After having filed their first brief with the court last month, Hallward-Driemeier and all of the teams arguing against the bans will file their last brief with the justices by April 17. Then, Hallward-Driemeier and Bonauto will prepare for April 28.
"There are folks who have their entire practice devoted to civil rights litigation — or even LGBT civil rights litigation versus folks who understand the Supreme Court. How do you weigh that?" he said of the complicated path that led to him and Bonauto arguing, noting that "have an overabundance of riches" in terms of lawyers who could have argued before the justices. "Well, maybe if you have folks with each different background do it, those different perspectives — who knows which is going to speak to the justices?"
As to his plan for April 28, he said he hopes to "be able to go to where the justices' concerns or questions or comments suggest" — a chance he will have since he will take to the podium 90 minutes into the two-and-a-half hours of arguments.
While he said that the recognition question presents "a distinctive harm" to his clients because it amounts to Tennessee "destroy[ing], as a legal matter, families and marriages that have already been created," he also said he does not expect the court to reach different answers on the two issues because "the arguments that the states have made are the same on both" questions.
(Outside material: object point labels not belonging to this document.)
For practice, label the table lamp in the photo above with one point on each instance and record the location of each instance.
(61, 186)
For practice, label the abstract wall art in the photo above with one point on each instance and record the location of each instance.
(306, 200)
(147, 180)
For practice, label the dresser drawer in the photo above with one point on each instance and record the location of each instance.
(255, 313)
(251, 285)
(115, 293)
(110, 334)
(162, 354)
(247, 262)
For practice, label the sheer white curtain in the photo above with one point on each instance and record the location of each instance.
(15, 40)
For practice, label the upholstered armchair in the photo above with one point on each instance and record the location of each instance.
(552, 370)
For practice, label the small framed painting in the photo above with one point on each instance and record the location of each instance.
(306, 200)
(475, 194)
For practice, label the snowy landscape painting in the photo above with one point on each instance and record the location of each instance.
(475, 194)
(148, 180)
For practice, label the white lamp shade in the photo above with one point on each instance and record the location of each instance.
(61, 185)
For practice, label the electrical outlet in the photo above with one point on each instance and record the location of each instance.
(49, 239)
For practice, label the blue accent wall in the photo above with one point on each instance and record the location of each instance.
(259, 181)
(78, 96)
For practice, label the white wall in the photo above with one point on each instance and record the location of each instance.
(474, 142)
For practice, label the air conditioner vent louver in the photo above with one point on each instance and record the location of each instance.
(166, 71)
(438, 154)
"One of the things that I hope the justices appreciate is that this is not an issue that only affects — we are very clear in our brief that this is not about 'gay marriage' … it's not a different kind of marriage, it's about marriage and about allowing people who love each other to join in that institution," he said. "It's about my family members, my friends, my children. It affects me as it affects others."
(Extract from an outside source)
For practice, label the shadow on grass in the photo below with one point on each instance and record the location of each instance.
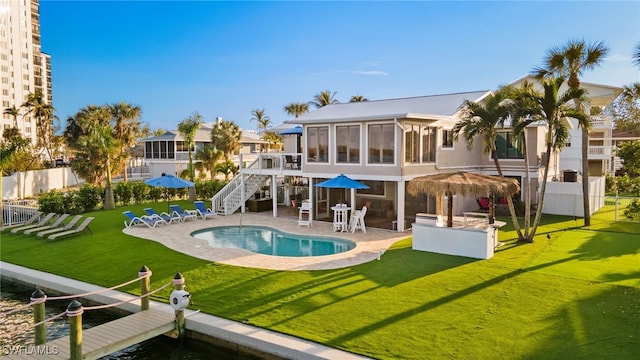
(602, 326)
More than that, Doug Hallward-Dreiemeier knows that — while there are no cameras in the courtroom — the audio set to be released that day will be listened to by same-sex couples across the country, looking for signs about whether they will be able to marry or have their marriage recognized elsewhere once a decision comes down.
"It is a huge, huge honor," he said, "and I sense the hopes and aspirations of so many people that are at stake here. That's something I carry with me. And I'm just going to do everything I can."